Christianity presupposes the self-sufficient God of Scripture. God created the universe for and unto himself. “By his providence, God sustains the universe in order to realize his ultimate purpose with it.” There is purpose in the universe because God has made it so. And every purpose in the universe must be referred to God. “Without this reference to God, no purpose within the universe has meaning.” (Christian-Theistic Evidences)

If man is not autonomous, if he is in fact what Scripture says he is—a creature of God and a sinner—then he should “subordinate his reason to the Scriptures” and seek its light to interpret his experience. God’s revelation in nature as well as Scripture is always authoritarian. “The truly scientific method, the method which alone can expect to make true progress in learning, is therefore such a method as seeks simply to think God’s thoughts after him.” (The Defense of the Faith)

If theism is true, only that thought and interpretation on the part of man is true which recognizes God as the source of man and man’s interpretation. Hence we hold that in the nature of the case there is not only one true religion, but only one true interpretation of all science as well. We hold that all science that does not recognize God as the maker of the facts with which it deals and the mind with which it thinks as created by God and as properly thinking God’s thoughts after him, is false science. (Psychology of Religion)

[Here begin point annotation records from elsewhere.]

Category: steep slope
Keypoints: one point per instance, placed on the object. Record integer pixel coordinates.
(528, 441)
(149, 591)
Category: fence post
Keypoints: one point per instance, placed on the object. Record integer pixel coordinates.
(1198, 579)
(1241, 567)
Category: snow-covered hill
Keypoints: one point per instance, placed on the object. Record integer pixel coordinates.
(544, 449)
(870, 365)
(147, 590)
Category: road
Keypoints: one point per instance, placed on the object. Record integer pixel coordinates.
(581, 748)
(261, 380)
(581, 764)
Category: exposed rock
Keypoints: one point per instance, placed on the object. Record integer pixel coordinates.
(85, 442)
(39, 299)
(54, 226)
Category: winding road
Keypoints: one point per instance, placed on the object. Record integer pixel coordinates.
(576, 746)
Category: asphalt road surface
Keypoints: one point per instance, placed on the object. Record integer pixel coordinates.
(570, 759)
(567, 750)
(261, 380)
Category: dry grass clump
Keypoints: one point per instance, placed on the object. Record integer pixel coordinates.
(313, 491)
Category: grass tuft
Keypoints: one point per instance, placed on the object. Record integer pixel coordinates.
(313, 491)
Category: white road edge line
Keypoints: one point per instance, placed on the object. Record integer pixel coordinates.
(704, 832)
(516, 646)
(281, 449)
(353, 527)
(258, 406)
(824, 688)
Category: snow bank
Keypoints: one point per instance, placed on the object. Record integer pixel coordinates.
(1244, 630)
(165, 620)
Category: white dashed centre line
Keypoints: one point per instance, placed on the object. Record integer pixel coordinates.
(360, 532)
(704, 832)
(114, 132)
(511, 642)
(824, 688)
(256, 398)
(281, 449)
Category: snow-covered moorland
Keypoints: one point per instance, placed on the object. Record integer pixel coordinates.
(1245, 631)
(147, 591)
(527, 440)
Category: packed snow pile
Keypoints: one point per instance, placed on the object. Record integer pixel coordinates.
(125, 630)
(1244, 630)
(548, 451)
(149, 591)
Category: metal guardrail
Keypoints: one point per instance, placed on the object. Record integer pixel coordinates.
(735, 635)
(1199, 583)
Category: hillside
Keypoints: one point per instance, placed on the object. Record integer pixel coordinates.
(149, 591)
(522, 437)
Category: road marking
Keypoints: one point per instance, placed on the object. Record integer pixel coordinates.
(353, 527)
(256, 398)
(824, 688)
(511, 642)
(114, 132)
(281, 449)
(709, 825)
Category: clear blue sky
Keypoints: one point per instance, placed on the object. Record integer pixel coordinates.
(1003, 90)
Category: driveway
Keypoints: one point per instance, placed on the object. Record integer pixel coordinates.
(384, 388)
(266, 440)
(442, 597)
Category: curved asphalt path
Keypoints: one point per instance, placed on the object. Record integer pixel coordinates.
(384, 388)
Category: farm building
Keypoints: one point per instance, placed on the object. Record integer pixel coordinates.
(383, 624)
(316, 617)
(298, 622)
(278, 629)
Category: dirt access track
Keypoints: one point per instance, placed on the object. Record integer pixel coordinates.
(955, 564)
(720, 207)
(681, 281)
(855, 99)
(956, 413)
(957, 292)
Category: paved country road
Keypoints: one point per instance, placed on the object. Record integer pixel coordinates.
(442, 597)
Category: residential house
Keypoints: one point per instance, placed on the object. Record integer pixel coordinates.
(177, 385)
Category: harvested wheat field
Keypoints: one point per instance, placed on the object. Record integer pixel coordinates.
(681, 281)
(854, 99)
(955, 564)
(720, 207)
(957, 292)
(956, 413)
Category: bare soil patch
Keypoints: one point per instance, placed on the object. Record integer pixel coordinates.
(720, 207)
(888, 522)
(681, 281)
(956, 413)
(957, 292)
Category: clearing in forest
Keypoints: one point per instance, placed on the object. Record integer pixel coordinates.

The modern, understanding of science asks us to grant the theoretical relevancy of any hypothesis. It also asks that we test the truth of any hypothesis by experience. Lastly, the modern scientific method assumes the reality of neutral, brute, facts. But if God exists, there are no brute facts. Our study of facts must seek to know them as God wants them to be known by us. “We must then seek to think God’s thoughts after Him. To assume that there are brute facts is therefore to assume that God does not exist.” The autonomous human mind thinks of itself as acting completely independent of God. (Unpublished Manuscripts of Cornelius Van Til, Electronic edition)

So in this blog and in the other material on this website, I seek to “Think God’s Thoughts” in the sense meant by Van Til.

Do you agree that for both science and Scripture our thoughts must be patterned after God’s thoughts?